Micro-Raman and stratigraphic studies of the paintings on the ‘Cembalo’ model musical instrument (A.D. 1650) and laser-induced degradation of the detected pigments
Article first published online: 12 JUN 2007
Copyright © 2007 John Wiley & Sons, Ltd.
Journal of Raman Spectroscopy
Volume 38, Issue 10, pages 1368–1378, October 2007
How to Cite
De Santis, A., Mattei, E. and Pelosi, C. (2007), Micro-Raman and stratigraphic studies of the paintings on the ‘Cembalo’ model musical instrument (A.D. 1650) and laser-induced degradation of the detected pigments. J. Raman Spectrosc., 38: 1368–1378. doi: 10.1002/jrs.1777
- Issue published online: 18 SEP 2007
- Article first published online: 12 JUN 2007
- Manuscript Accepted: 21 APR 2007
- Manuscript Received: 31 OCT 2006
- micro-Raman spectroscopy;
- laser-induced degradation;
Micro-fragments of the painted part of the ‘Cembalo’ model by Michele Todini (1625–1689) are investigated. The technique used for painting the terracotta base was studied via the stratigraphic analyses. No background layer of inorganic materials, e.g. gypsum, was found.

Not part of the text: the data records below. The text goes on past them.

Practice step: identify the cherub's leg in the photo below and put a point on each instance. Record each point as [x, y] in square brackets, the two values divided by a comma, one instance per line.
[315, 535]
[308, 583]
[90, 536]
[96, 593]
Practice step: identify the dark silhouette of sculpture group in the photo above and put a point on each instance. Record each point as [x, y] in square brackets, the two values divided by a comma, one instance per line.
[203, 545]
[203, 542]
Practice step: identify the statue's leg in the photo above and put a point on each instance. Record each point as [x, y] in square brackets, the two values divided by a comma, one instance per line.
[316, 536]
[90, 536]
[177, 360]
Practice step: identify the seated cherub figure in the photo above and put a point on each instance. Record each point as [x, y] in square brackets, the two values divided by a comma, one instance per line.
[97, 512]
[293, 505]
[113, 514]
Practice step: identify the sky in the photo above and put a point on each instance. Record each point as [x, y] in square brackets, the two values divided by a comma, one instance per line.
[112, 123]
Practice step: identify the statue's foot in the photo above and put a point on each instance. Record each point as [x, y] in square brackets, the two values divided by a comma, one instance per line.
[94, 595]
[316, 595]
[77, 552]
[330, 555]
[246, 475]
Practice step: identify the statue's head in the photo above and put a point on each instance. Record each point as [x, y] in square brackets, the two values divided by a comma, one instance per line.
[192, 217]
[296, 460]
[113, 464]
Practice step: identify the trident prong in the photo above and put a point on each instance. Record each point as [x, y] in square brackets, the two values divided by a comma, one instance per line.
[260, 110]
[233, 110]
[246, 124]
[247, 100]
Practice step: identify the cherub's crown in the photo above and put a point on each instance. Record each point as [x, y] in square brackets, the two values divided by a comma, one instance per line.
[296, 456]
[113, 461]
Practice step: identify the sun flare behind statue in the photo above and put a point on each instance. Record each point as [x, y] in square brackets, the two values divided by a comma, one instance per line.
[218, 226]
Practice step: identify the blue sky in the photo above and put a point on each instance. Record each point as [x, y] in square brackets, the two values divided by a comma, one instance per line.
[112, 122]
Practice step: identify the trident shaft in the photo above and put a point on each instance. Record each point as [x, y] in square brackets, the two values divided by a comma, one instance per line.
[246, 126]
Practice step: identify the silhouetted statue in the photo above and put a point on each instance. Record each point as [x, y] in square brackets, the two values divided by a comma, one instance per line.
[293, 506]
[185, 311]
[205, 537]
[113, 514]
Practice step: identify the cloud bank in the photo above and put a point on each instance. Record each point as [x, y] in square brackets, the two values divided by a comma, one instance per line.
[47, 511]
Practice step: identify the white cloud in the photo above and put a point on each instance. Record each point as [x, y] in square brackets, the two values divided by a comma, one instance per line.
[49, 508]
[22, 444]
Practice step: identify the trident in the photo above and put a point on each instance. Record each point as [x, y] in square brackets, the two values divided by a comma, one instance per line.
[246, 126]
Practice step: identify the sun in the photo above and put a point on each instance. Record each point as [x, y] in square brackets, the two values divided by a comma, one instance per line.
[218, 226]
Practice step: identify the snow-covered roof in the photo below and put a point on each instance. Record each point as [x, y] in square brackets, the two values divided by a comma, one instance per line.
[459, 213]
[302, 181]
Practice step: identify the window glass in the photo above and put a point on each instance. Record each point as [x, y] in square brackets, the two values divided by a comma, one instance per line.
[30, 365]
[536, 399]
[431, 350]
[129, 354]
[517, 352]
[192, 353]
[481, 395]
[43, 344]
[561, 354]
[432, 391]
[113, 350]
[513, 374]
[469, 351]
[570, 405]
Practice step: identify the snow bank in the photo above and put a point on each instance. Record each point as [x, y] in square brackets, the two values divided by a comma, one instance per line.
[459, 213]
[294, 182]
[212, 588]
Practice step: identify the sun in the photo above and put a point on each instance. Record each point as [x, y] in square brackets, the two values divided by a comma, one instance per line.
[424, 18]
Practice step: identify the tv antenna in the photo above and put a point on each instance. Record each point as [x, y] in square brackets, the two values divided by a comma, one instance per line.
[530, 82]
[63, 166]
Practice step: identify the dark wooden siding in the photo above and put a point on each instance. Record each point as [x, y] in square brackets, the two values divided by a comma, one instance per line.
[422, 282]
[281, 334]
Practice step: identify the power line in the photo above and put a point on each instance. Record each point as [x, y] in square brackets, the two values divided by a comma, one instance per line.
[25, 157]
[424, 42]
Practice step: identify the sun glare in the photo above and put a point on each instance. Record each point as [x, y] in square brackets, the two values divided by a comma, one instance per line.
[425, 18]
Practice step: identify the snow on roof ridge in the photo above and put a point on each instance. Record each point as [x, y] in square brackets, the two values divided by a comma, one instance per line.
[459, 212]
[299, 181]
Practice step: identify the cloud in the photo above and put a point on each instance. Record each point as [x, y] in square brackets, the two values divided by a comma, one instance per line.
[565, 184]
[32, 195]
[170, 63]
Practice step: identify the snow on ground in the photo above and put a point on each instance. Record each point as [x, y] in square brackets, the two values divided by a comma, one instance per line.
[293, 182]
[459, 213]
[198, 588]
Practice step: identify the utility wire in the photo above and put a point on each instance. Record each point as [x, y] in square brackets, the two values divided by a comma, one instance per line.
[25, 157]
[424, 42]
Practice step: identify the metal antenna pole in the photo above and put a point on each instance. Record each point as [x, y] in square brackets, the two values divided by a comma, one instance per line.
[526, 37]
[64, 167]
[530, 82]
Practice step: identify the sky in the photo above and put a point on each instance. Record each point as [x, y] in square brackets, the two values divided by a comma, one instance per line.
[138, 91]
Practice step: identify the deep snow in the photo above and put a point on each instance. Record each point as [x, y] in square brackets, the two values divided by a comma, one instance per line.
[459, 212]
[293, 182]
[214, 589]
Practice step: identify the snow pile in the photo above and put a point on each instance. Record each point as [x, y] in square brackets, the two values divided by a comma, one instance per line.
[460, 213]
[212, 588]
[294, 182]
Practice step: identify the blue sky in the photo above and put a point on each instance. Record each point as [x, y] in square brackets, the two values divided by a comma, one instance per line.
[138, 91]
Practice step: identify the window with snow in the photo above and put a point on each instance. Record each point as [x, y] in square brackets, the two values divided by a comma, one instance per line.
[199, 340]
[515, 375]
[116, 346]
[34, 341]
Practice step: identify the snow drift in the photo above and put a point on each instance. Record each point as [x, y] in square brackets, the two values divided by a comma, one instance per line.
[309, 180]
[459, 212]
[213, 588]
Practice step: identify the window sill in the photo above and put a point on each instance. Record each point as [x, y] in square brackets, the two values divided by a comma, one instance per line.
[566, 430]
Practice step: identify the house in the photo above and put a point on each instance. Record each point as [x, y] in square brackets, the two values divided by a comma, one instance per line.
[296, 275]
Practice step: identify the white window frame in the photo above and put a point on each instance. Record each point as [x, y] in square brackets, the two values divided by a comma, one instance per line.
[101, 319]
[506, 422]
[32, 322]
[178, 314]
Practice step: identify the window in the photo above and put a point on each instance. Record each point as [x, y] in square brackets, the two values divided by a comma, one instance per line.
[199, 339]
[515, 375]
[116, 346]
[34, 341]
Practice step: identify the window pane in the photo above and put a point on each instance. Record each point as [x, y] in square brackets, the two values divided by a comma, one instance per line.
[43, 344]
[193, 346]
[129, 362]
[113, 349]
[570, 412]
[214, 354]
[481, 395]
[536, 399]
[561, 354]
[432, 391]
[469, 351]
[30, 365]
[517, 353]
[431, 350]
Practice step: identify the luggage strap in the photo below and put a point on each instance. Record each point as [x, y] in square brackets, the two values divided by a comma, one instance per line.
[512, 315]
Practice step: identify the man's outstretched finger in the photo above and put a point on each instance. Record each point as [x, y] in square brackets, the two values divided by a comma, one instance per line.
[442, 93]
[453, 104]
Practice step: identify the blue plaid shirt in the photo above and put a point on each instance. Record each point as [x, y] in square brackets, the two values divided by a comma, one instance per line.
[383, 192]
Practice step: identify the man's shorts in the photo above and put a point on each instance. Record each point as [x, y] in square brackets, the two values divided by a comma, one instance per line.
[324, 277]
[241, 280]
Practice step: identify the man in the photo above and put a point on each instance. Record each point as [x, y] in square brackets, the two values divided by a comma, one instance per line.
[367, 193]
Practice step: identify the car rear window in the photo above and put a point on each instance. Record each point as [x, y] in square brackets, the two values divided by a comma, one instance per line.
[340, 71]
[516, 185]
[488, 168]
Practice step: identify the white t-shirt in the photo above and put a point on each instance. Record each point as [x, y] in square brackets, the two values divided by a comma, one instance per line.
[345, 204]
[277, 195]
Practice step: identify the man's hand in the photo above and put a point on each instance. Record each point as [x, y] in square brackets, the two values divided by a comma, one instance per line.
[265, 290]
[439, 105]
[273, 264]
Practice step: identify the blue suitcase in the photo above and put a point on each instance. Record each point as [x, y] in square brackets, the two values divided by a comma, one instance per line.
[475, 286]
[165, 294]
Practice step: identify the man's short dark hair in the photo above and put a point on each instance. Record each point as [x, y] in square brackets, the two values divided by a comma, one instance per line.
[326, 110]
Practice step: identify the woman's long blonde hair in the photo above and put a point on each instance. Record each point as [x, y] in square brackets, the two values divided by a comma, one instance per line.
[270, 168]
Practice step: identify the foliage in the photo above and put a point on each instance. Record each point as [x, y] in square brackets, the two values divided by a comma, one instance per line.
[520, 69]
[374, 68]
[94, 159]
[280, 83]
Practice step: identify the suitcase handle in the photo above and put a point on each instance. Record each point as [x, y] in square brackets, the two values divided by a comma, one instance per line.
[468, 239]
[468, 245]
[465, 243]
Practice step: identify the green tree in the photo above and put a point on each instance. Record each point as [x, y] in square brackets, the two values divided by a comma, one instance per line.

To prevent absorption effects due to the terracotta porosity, a very thin layer of proteinaceous material was probably used. The micro-Raman analyses have revealed the use of pigments currently used in the post-Renaissance period (lead white, indigo, yellow of iron hydroxide, gypsum, hematite and carbon black) mixed with a pigment, the Prussian blue, discovered in A.D. 1704. This raises the authenticity problem of the work of art, a problem analysed and discussed in presenting the history of the work of art, and after the pigment study. The presence of degraded lead white is recognized via the laser-induced degradation of the irradiated material. The possibility of a restoring action of the painted parts, as opposite to the non-originality of the work, is considered and discussed. Since most part of the investigated pigments shows laser-induced effects, a careful study of this phenomenon is performed by using the modern counterparts of the ancient pigments. For different laser powers, the temperatures of the investigated zones have been obtained via the detailed balance principle and connected to the laser-induced degradation effects. Copyright © 2007 John Wiley & Sons, Ltd.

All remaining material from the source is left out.